No podíamos detenerlo porque éramos nosotros quienes le empujábamos a hacerlo. No era la enfermera quien le obligaba, era nuestra necesidad que le impelía a levantarse lentamente del asiento, que le empujaba, le hacía ponerse en pie y quedarse allí, como uno de esos autómatas de las películas, obedeciendo las órdenes que le transmitían cuarenta amos. Nosotros lo habíamos hecho seguir en la liza durante semanas, lo habíamos mantenido en pie mucho después de que sus pies y sus piernas ya hubieran cedido, semanas de obligarle a guiñar y sonreír y reír y continuar su comedia, mucho después de que su humor estuviera agostado entre dos electrodos.

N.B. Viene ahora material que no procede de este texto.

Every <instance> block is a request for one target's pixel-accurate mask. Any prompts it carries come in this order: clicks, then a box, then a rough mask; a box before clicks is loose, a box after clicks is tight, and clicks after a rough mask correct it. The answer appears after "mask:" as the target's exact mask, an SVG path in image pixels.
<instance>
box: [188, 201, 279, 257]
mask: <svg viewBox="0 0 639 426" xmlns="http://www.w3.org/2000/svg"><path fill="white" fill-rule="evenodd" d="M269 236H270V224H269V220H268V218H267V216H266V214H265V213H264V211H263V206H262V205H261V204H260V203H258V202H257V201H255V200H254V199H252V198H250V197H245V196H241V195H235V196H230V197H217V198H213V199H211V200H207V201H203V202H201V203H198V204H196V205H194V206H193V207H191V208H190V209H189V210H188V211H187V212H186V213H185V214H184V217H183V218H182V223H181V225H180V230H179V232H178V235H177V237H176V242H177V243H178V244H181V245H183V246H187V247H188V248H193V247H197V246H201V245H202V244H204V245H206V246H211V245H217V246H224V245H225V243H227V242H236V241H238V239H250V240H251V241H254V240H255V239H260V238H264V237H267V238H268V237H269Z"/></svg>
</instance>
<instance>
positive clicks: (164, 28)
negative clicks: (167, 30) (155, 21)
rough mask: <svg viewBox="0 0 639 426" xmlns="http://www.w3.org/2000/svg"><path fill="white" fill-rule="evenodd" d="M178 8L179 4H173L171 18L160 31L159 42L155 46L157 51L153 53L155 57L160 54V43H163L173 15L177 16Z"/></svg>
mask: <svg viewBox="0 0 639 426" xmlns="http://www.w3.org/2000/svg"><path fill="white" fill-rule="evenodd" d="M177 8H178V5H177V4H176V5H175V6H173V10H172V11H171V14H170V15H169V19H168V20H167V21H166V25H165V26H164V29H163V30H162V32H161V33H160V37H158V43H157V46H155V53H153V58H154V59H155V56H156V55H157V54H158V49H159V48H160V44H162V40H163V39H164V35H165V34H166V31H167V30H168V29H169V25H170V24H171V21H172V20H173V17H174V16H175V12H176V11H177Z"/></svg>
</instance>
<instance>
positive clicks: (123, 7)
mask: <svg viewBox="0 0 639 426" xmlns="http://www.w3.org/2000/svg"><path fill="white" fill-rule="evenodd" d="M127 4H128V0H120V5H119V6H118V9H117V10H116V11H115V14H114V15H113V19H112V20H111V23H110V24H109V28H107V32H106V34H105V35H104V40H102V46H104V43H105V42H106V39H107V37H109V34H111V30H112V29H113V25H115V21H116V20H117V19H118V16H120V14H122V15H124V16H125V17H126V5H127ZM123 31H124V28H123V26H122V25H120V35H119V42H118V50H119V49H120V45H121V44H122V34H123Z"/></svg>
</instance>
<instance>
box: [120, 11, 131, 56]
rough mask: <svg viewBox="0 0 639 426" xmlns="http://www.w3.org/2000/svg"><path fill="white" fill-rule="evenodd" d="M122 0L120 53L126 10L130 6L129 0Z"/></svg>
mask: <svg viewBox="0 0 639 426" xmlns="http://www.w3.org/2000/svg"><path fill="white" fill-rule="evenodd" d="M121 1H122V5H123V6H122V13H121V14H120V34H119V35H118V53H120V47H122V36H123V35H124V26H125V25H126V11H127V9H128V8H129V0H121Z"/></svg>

Lo vimos ponerse de pie, subirse los calzones negros a modo de mandil de cuero, y ladearse la gorra como si fuera un gran sombrero vaquero, con gestos lentos, mecánicos; y cuando cruzó la sala, se oyó claramente el rechinar del hierro de sus talones descalzos sobre las baldosas.
Sólo al final —después de que derribara la puerta de cristal de un golpe, y ella agitara salvajemente el rostro y el terror destruyera para siempre cualquier otra expresión que pudiera intentar adoptar en el futuro, y lanzara un chillido cuando él la agarró y le desgarró el uniforme de arriba abajo por delante, y lanzara otro chillido cuando los dos círculos con los pezones salieron proyectados de su pecho y comenzaron a hincharse, hincharse, mucho más de lo que nadie nunca había podido imaginar, cálidos y sonrosados bajo la luz— sólo al final, después de que los funcionarios comprendieran que los tres negros no harían nada excepto quedarse allí mirando y que ellos tendrían que reducirlo sin su ayuda, y los doctores, supervisoras y enfermeras desprendieran los gruesos dedos rojos de la blanca carne de la garganta de la enfermera, cual si fueran sus vértebras cervicales, y lo apartaran de ella con un ruidoso jadeo simultáneo, sólo entonces dio señales de que tal vez podría ser algo más que un hombre sano, voluntarioso y cabezota, empeñado en realizar una dura tarea que debía concluirse, le gustase o no.
Por fin cayó de espaldas y pudimos ver un momento su rostro antes de que se le echaran encima un montón de uniformes blancos, y gritó a todo pulmón.
Un grito de animal acorralado lleno de miedo, odio, derrota y desafío, un grito que, si han seguido alguna vez el rastro de un mapache, un puma o un lince, es como el último sonido que emite el animal acorralado, herido y caído cuando le atrapan los perros, cuando por fin ya no le importa nada excepto él mismo y su muerte.